It is clear that after the 2003 U.S.-led invasion of Iraq, Islamic fundamentalism in Iraq has risen as a response not only to the power vacuum but also due to the post-9/11 discourse of fear that has overtly demonized Islam. While, as in the words of Slavoj Zizek "...'terror' is...gradually elevated into the hidden universal equivalent of all social evils," this does not really explain the practice that one way or another and at a closer and more careful look finds a great extent of supporters among the Kurds. It is indicative that whenever I have discussed the issue with Kurds of either Turkey or Iraq, while they are against killing "in the name of honor," they do recognize the importance of honor and would rather "solve the problem" by either marriage or sending the girl away. But this apparent "choice" in the eyes of the family is like what Zizek says when he talks about the "choice" between "democracy or fundamentalism," a forced choice where "you're free to decide, on condition that you make the right choice." And he continues: "What is problematic in the way the ruling ideology imposes the choice on us is not 'fundamentalism' but, rather, democracy itself; as if the only alternative to 'fundamentalism' is the political system of liberal democracy." (Welcome to the Desert of the Real, p. 111, 3) As if the only alternative to so-called "honor-killing" is the systematic denial of women as people with a voice, with desires and aspirations, with a brain, whose decisions may go against what the family, the tribe or clan, the nation considers as the "right" or the "proper" thing to do. The only thing is that the cost of standing in front of a woman to be killed in the name of "honor" is too high to be paid, and this is something women themselves know all too well.

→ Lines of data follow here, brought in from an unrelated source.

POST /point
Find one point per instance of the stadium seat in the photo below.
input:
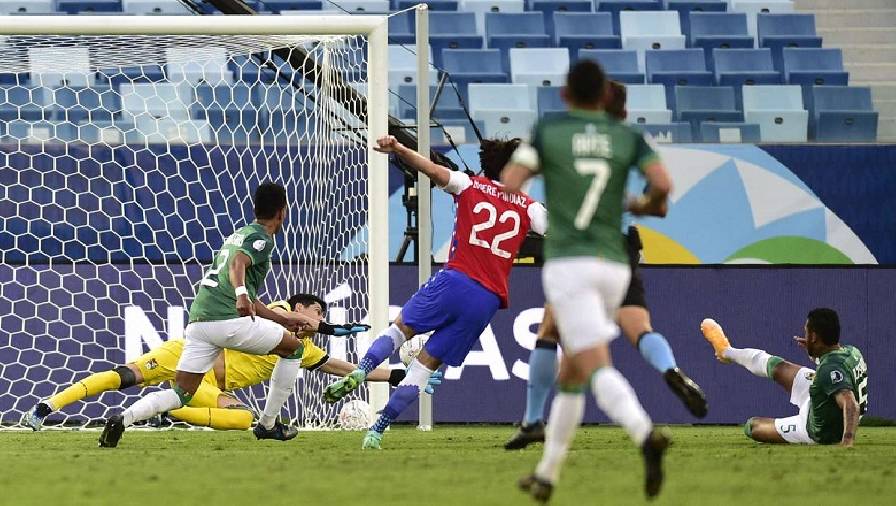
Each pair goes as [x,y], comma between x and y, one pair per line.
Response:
[676,132]
[696,104]
[650,31]
[584,30]
[677,67]
[619,64]
[726,30]
[515,30]
[715,131]
[480,7]
[550,8]
[466,66]
[779,112]
[614,7]
[452,30]
[506,110]
[686,7]
[26,7]
[844,114]
[752,8]
[777,31]
[646,104]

Du'a's case, however, is distinct in that it belongs to a new trend of digitalized, movie-like, almost unreal events that feed the voyeuristic instincts of the peoples of the 21st century and in particular the Westerners' gaze. But more worryingly, it is toward the West that local and international non-governmental organizations, petitions, and women's rights associations mainly address issues such as Du'a's lynching, looking for support, and awaiting a statement of condemnation for such practices. But one has to always bear in mind that this is the same West that has its particular interpretation and application of democracy, its own understanding of what women's rights is all about, its very own fictional reality. But this is hardly the way to do justice to the century-old presence of Middle Eastern women in press, in advocating women's rights, in writing and in poetry as Dr. Mojab informs us.
In the wake of fresh attempts to change Article 111 of the Iraqi penal code, which allows for a three-year reduced sentence in cases where "dishonor" is established as a motive, so as to treat these kind of killings as "pure" crimes, it is clear that apart from some 70 MP's led by the Minister for Women's Affairs, Narmin Othman, the main political actors oppose any change to the legal system. The Iraqi Crisis Report dated March 28 informs us that both the Shia United Iraqi Alliance (UIA) and Sunni-led Iraqi Accord Front (IAF) parties have opposed any attempts to change the relevant law with MP Qais al-Ameri, member of the UIA, arguing that "illicit sex is the most dangerous thing in a society, and there should be severe punishments against those who practice it."
A bit of return to the real "reality" is much needed.